Court of Appeals of the State of New York
Apr 17, 1969
248 N.E.2d 864 (N.Y. 1969)

Summary

In Matter of Bellucci v. Tip Top Farms (24 N.Y.2d 416) the Court of Appeals held that the Special Disability Fund is liable under section 15 (subd 8, par [a]) of the Workers' Compensation Law where an employer hires or continues in employment a worker with knowledge of his prior physical impairment and a good faith belief in permanency (p 420).

Summary of this case from Matter of Wall v. Premium Transport Service

Opinion

Argued January 15, 1969

Decided April 17, 1969

Appeal from the Appellate Division of the Supreme Court in the Third Judicial Department.

Anne G. Kafka and Charles J. Jones for appellants.

James P. Lynch and John M. Cullen for Special Disability Fund, respondent.

No appearance for the remaining respondent.


Decedent was employed by Tip Top Farms, Inc. for 12 years as a milk delivery routeman. As part of his duties, decedent was required to lift and carry cases of milk weighing 50 to 60 pounds. Decedent suffered a heart attack while delivering milk on August 5, 1965, and died before reaching a hospital. The heart attack resulted in part from severe "hypertensive arteriosclerotic heart disease" which had existed for at least five years prior to death.

Claimant, decedent's widow, was awarded death benefits, and the employer and its insurance carrier sought reimbursement from the Special Disability Fund pursuant to section 15 (subd. 8) of the Workmen's Compensation Law. The Referee found that the insurance carrier was entitled to reimbursement. The Workmen's Compensation Board, however, reversed the Referee's decision and discharged the Special Disability Fund from liability upon the ground that "the employer could not have arrived at an informed opinion that the decedent's condition was permanent simply because he [the employer's president] knew that he [decedent] had hypertension for which medication was required." The Appellate Division affirmed, holding that the fact that the employer's president was aware that decedent suffered from high blood pressure and that this condition could not be "remedied" was not sufficient to mandate a finding that the employer possessed an "informed judgment" that "the known condition was permanent."

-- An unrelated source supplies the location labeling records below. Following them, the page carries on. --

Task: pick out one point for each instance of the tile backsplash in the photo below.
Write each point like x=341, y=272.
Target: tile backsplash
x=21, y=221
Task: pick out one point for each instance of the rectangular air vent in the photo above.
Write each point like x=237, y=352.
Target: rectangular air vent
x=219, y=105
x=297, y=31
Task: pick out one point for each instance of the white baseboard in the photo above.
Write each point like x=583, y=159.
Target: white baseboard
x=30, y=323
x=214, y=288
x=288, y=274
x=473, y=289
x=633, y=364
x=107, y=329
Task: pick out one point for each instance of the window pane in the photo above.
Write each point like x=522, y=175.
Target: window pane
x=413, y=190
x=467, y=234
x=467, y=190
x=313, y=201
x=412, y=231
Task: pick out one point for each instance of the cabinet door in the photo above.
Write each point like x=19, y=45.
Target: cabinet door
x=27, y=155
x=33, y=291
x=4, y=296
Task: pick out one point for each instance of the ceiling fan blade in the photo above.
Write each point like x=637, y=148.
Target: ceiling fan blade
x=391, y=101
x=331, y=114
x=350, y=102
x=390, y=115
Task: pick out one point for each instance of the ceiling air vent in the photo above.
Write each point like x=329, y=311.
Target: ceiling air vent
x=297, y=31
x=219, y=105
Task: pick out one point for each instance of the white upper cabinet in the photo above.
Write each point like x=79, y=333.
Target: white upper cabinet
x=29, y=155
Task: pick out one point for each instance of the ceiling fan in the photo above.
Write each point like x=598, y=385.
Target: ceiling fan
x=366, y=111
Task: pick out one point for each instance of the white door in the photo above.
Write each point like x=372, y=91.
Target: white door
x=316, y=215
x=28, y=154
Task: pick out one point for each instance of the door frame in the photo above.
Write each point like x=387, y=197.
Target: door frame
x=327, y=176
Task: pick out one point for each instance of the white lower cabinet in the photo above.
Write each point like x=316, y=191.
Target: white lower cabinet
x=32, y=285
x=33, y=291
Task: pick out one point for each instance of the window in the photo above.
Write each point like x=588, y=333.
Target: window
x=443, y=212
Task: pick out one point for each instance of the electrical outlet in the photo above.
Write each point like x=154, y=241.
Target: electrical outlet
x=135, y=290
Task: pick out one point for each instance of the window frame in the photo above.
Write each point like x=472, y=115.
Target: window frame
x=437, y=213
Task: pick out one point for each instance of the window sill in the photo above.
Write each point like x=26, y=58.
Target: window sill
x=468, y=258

Section 15 (subd. 8, par. [e]) of the Workmen's Compensation Law provides that an employer or its insurance carrier shall be reimbursed from the Special Disability Fund for benefits paid a claimant in excess of 104 weeks of disability if the compensable injury or disease was contributed to by a pre-existing permanent physical impairment.

It is not disputed that decedent suffered from a permanent physical impairment within the meaning of the statute and that this impairment contributed to his death. The only controverted issue on appeal is whether the employer possessed sufficient knowledge of decedent's disease and its permanency.

The statute (§ 15, subd. 8) per se does not require knowledge of the employee's pre-existing impairment on the part of the employer. However, the lower court has implied such a requirement from the policy underlying the statute, reasoning that there is no need to encourage an employer to hire a handicapped employee it does not know is handicapped. ( Matter of Zyla v. Juilliard Co., 277 App. Div. 604.)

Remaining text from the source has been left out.